Blog de Comida: Como começar

Criar um site, um blog, a sua casa própria na internet não precisa ser difícil, mas poder ser confuso. Vem que a gente te ajuda!

Depois de quase 10 anos de quando publiquei este artigo, muita coisa mudou nessa vida digital… Então, é preciso se adaptar e mudar.

Quero listar o básico para que você tenha em mãos as ferramentas necessárias para tirar este projeto do papel e partir para a ação.

Após tantos anos nessa vida de blog, aprendi bastante! A inspiração original veio de um blog que eu admirava bastante, Delicious:days, uma pena que não postam mais.

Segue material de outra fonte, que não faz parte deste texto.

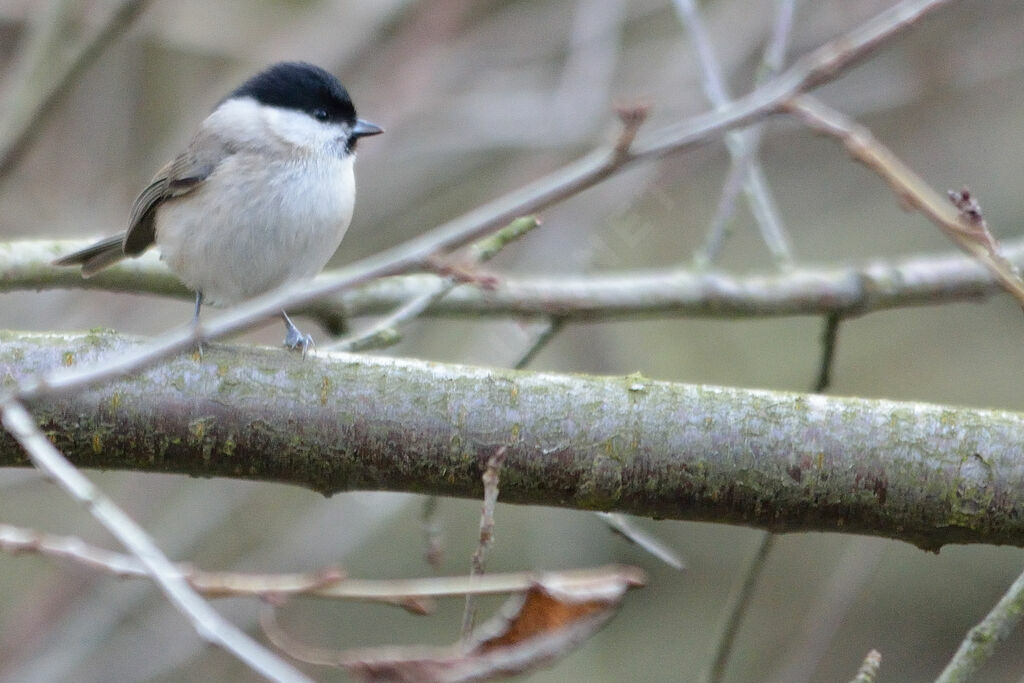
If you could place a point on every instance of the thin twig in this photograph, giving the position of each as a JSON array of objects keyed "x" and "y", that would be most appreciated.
[
  {"x": 209, "y": 625},
  {"x": 492, "y": 476},
  {"x": 431, "y": 531},
  {"x": 23, "y": 125},
  {"x": 852, "y": 289},
  {"x": 868, "y": 669},
  {"x": 738, "y": 604},
  {"x": 323, "y": 584},
  {"x": 622, "y": 524},
  {"x": 741, "y": 144},
  {"x": 817, "y": 68},
  {"x": 980, "y": 642},
  {"x": 828, "y": 341},
  {"x": 385, "y": 332},
  {"x": 968, "y": 233}
]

Então, gostaria de deixar minha contribuição tendo como base a realidade nacional e como algumas coisas não mudaram praticamente nada nesse meio tempo.

Escolha seu nome

Fazer um blog é a coisa mais simples que existe, em poucos cliques você já consegue escrever um texto e publicá-lo. Tudo graças a tecnologia, então, vamos usá-la para facilitar o nosso dia a dia.

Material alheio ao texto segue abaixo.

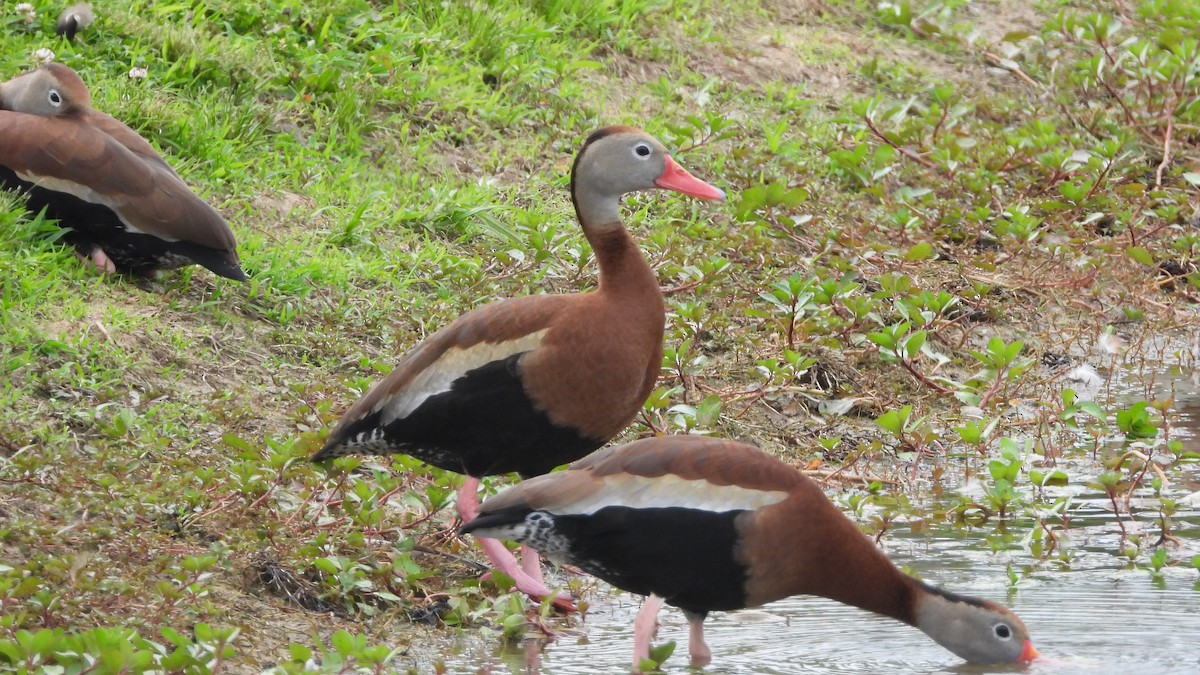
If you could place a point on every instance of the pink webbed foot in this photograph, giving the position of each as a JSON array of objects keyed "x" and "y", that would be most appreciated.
[{"x": 697, "y": 649}]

Mas caso você queria um nome apenas seu, seja seu próprio nome, seja da sua marca, recomendo que registe o seu domínio .COM, .COM.BR e em alguns casos até mesmo .NET. É mais para proteção de marca, o famoso branding.

  • Domínios nacionais .BR: no Brasil quem controla a liberação e registro de domínios terminados em .BR é o Registro.br. Recomendo que faça o registro diretamente com o órgão. Existem empresas que fazem a ponte de compra, mas acabam cobrando a mais por isso.
  • Domínios internacionais .COM: apesar do dólar estar alto, ainda compensa registrar com empresas internacionais. Existem várias, recomendo a NameCheap (link de afiliado).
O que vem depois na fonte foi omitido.